The rear end of the sockets 17 are supported by a plug 18, which fits tightly within the bore of the socket and is secured thereto by a suitable screw. These plugs extend beyond the socket and through holes 19 and 20 in the standards 6 and 7, respectively. The plugs 18 are provided with a central projection 21, which is preferably formed integrally with the plug, and this projection engages with the corresponding notch in the end of the staff 22 when the staff is in its place in the instrument. The external portion of the staffsocket 17 is provided with dished portions 23, which are preferably somewhat concave and fit the periphery of the locking- wheels 10 and 11. The dished portion 23 of the staffsocket, which is adjacent to the lockingwheel, prevents the socket 17 from being turned except when the locking-wheel is in the proper position to allow it to be done. In order to limit the amount of rotation which may be given to the staff-socket, I provide upon the standards 6 and 7 stops 24 and 25, and the rear end of the staff-socket is provided with a projection 26, which is arranged so as to engage one or the other of the stops 24 and 25, according to the position of the socket. At an intermediate point on the exterior of the socket 17 I form a cam-shaped projection 27, which serves as a lock to prevent the locking-wheels from being turned backwardly except when the staff is in the socket and the socket is turned to lock the staff in the instrument. In the periphery of the locking-wheels 10 and 11 I form a dished portion 28, which is preferably a little larger than the diameter of the cylindrical portion of the staff-socket. At this point a slot 29 is cut through the periphery of the lockingwheels, and a spring-pressed block 30 is inserted in the slot, and its outer face is curved in conformity to the radius of the lockingwheel. This block 30 is prevented from going beyond its proper position by-a pin 31, which engages a slot 32, formed in the block. This block is backed by a spring 33, which normally holds it in the position shown in Fig. 6; but when the socket is turned the block 30 moves inwardly against the action of the spring and permits the cylindrical portion of the staff-socket 17 to enter the depression 28 in the periphery of the lockingwheel. The spring 33 is supported by a suitable bracket 34, secured to the inner portion of the rim of the locking- wheels 10 and 11.

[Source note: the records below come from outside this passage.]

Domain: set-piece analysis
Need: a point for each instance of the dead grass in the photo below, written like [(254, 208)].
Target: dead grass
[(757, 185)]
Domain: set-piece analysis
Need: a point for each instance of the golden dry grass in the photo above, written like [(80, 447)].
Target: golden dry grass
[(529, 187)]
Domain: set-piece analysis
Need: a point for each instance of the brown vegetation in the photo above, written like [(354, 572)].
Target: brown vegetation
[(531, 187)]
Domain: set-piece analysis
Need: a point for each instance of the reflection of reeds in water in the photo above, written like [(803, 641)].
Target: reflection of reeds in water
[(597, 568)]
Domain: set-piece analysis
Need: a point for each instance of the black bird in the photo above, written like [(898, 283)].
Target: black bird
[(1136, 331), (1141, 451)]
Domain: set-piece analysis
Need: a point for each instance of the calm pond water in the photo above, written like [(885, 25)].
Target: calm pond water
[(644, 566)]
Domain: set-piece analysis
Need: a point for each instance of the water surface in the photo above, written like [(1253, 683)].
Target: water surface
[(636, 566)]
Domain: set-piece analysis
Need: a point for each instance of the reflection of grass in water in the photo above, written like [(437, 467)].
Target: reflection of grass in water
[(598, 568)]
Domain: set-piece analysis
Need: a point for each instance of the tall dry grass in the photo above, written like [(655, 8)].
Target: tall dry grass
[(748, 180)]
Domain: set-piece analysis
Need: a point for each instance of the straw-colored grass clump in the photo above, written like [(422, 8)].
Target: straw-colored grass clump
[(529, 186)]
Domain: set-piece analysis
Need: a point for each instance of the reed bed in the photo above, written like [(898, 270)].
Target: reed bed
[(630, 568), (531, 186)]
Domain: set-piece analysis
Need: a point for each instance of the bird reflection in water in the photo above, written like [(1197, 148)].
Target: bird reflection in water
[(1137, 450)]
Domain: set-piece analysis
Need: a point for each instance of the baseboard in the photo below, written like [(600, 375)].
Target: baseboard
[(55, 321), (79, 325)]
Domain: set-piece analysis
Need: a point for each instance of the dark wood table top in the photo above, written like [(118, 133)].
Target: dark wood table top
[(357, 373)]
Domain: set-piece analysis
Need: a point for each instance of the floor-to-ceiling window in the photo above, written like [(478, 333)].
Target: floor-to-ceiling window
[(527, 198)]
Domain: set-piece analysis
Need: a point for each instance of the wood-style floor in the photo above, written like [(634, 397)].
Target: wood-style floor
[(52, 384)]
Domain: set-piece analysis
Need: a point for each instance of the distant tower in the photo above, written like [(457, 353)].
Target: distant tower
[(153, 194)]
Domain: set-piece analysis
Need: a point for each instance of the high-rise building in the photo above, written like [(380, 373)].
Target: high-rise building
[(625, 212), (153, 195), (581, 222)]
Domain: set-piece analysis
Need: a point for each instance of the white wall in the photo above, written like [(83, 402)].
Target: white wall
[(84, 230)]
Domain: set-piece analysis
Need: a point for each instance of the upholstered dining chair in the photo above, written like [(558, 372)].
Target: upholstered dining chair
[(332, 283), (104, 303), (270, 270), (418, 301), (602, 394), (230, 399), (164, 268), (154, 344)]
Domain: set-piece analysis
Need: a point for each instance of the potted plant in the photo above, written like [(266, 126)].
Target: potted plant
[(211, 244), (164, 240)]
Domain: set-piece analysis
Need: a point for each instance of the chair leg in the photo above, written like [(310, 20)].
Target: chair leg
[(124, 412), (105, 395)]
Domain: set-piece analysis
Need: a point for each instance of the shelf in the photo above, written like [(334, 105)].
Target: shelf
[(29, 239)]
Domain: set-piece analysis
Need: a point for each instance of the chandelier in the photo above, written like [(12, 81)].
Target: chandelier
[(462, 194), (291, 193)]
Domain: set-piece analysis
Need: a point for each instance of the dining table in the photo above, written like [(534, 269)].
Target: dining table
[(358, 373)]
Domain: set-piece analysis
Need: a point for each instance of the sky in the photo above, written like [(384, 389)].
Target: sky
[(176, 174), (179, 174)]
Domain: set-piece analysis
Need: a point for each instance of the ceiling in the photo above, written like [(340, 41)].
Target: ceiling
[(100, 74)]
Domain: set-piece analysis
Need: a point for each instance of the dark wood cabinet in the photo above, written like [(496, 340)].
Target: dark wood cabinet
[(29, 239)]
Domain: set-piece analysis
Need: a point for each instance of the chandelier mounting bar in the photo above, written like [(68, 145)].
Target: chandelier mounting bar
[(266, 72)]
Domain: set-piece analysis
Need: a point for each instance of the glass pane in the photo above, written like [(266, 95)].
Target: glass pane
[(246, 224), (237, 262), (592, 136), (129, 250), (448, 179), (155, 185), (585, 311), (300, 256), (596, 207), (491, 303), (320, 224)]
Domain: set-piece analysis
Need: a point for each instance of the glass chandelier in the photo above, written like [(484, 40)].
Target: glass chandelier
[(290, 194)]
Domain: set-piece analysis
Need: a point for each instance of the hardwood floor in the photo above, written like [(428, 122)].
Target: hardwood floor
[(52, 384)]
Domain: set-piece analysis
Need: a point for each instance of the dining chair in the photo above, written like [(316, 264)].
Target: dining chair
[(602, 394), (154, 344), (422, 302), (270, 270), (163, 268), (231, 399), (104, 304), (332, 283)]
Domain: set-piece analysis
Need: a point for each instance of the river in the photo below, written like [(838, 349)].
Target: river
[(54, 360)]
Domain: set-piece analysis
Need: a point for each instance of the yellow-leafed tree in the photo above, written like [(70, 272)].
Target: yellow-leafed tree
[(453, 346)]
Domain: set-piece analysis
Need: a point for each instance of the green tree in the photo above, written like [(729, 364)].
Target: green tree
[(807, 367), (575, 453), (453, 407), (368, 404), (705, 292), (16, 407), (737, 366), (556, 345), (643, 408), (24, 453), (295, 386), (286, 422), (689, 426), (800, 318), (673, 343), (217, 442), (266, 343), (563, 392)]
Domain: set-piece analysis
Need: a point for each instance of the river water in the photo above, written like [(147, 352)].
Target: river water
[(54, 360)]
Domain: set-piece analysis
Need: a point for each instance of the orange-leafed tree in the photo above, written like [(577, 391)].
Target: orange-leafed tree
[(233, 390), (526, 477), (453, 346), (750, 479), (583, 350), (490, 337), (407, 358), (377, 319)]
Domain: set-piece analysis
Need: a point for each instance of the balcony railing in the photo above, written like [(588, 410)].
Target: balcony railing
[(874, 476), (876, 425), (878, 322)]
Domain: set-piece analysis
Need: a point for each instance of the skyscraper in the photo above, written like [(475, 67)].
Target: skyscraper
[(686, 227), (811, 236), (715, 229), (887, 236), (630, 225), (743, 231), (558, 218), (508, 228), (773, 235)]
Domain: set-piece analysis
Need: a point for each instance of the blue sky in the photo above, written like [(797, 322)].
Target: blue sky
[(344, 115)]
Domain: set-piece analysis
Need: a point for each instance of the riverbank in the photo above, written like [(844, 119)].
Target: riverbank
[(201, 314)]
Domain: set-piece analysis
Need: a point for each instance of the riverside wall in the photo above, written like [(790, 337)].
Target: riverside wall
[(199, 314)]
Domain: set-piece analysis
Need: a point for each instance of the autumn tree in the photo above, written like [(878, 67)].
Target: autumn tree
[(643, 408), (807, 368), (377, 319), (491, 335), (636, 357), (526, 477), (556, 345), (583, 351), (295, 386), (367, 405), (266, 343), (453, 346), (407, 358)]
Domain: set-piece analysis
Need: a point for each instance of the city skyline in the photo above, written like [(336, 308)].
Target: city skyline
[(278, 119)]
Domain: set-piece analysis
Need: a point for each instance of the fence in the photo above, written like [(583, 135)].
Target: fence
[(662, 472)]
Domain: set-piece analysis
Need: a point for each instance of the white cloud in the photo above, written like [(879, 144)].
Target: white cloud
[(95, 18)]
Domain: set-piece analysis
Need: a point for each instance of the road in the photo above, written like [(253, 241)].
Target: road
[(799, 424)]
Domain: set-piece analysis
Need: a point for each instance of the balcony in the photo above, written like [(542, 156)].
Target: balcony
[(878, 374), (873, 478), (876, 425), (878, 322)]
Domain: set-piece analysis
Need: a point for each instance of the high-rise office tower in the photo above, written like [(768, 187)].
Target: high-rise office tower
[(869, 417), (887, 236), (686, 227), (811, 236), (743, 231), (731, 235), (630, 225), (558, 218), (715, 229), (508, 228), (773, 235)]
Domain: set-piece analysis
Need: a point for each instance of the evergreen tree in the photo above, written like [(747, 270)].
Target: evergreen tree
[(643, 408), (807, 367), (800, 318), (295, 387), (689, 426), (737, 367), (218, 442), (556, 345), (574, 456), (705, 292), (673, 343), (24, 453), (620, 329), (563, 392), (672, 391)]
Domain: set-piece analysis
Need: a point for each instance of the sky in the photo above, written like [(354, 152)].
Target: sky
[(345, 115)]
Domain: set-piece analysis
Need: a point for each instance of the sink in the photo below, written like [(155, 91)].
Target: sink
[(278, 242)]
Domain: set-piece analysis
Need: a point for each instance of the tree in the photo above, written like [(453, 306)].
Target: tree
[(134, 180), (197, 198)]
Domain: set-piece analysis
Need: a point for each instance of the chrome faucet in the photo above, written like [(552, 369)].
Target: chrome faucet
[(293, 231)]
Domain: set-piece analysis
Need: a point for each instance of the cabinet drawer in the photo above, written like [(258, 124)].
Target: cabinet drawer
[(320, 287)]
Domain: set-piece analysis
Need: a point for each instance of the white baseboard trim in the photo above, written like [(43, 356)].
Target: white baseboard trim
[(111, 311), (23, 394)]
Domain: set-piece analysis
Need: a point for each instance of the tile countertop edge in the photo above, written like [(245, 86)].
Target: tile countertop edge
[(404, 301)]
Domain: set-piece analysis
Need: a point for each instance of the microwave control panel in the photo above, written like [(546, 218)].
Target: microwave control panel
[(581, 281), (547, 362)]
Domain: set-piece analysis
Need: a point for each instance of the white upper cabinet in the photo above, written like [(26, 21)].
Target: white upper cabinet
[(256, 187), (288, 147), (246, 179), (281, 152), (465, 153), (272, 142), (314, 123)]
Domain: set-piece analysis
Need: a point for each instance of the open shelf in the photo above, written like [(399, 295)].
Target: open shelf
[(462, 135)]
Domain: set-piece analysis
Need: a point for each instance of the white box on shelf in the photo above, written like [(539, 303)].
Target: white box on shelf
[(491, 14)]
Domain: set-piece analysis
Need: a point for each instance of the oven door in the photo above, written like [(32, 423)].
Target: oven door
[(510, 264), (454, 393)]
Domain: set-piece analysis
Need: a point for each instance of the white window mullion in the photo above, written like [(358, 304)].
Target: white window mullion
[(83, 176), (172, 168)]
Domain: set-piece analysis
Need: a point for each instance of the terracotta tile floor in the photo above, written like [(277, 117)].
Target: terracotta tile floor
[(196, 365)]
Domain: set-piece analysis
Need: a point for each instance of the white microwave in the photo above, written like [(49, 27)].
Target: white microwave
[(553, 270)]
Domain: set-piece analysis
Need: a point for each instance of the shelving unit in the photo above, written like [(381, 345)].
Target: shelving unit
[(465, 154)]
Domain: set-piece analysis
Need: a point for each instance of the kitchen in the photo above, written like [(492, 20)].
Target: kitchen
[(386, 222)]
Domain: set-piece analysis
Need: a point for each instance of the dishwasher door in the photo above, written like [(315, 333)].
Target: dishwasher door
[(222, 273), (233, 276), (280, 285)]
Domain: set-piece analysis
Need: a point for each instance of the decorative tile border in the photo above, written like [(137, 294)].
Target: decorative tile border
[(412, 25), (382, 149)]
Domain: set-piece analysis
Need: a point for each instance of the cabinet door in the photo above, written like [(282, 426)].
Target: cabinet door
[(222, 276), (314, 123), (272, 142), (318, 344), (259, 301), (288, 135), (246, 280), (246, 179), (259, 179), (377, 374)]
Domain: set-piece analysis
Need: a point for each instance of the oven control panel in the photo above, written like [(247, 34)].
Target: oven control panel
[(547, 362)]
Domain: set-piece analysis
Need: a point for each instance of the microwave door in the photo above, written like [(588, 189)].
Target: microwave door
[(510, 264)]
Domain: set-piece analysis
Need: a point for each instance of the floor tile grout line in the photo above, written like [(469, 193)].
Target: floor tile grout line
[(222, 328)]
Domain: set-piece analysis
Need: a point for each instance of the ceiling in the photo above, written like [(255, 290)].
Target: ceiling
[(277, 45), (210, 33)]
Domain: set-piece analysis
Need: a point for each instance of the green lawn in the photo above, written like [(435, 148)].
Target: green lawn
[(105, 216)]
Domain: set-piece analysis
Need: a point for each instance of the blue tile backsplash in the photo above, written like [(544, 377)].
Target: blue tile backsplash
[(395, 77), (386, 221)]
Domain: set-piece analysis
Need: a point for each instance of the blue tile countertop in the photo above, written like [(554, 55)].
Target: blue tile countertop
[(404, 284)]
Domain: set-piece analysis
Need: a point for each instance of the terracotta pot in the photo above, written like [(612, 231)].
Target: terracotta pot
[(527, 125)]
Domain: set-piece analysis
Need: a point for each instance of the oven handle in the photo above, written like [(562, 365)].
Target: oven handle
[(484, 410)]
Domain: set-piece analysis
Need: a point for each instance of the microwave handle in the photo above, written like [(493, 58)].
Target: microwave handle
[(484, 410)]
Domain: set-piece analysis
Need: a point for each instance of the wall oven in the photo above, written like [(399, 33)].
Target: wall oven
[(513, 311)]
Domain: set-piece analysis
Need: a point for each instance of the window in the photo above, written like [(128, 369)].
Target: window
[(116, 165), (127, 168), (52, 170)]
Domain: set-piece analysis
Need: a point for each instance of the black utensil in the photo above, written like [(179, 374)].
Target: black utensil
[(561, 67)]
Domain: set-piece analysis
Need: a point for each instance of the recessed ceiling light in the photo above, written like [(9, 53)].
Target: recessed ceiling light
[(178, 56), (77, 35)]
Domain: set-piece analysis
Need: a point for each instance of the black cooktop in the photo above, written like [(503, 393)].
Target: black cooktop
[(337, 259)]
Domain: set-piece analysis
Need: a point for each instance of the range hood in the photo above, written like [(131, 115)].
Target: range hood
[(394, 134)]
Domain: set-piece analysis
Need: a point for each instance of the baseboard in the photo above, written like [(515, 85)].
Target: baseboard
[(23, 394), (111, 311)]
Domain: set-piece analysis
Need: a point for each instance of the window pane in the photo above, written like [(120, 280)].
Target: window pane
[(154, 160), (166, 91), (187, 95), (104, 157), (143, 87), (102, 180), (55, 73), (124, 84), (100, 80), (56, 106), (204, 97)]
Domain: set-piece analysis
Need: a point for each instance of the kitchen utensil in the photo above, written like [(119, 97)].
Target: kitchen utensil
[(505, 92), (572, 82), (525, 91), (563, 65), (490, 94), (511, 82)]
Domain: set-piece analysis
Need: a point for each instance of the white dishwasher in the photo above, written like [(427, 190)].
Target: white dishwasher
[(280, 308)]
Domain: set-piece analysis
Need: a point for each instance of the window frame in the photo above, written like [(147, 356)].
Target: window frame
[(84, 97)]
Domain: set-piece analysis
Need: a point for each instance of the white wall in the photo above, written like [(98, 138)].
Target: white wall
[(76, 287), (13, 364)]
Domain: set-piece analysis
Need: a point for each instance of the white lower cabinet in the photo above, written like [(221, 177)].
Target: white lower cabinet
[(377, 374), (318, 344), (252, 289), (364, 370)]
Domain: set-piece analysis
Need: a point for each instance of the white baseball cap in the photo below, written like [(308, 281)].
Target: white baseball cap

The staffs which I employ for any pair of instruments which are designed to be operated in conjunction with each other are exact counterparts. The outer end portion of the staff 22 is preferably knurled. This knurled portion serves as a grip for the hand to enable the staff and its socket to be easily turned in the ordinary operation of the instrument. At an intermediate point a transverse groove 36 is cut, which extends, preferably, a little more than half-way around the body of the staff. This transverse groove connects at one end with a longitudinal groove 37, which extends from the transverse groove to the end of the stafl. The inner end of the staff is provided with a notch 38, which is adapted to engage the projections 21 on the staff-socket plugs 18. By simply changing the relative position of the notch 38 to the longitudinal groove 37 I am enabled to produce a large variety of locking combinations, the socket-plugs 18 being placed in the sockets in such a manner that the projections 21 will correspond to the particular set of staffs intended for any pair of instruments. The longitudinal groove 37 and the transverse groove 36 are always out in the same relative positions.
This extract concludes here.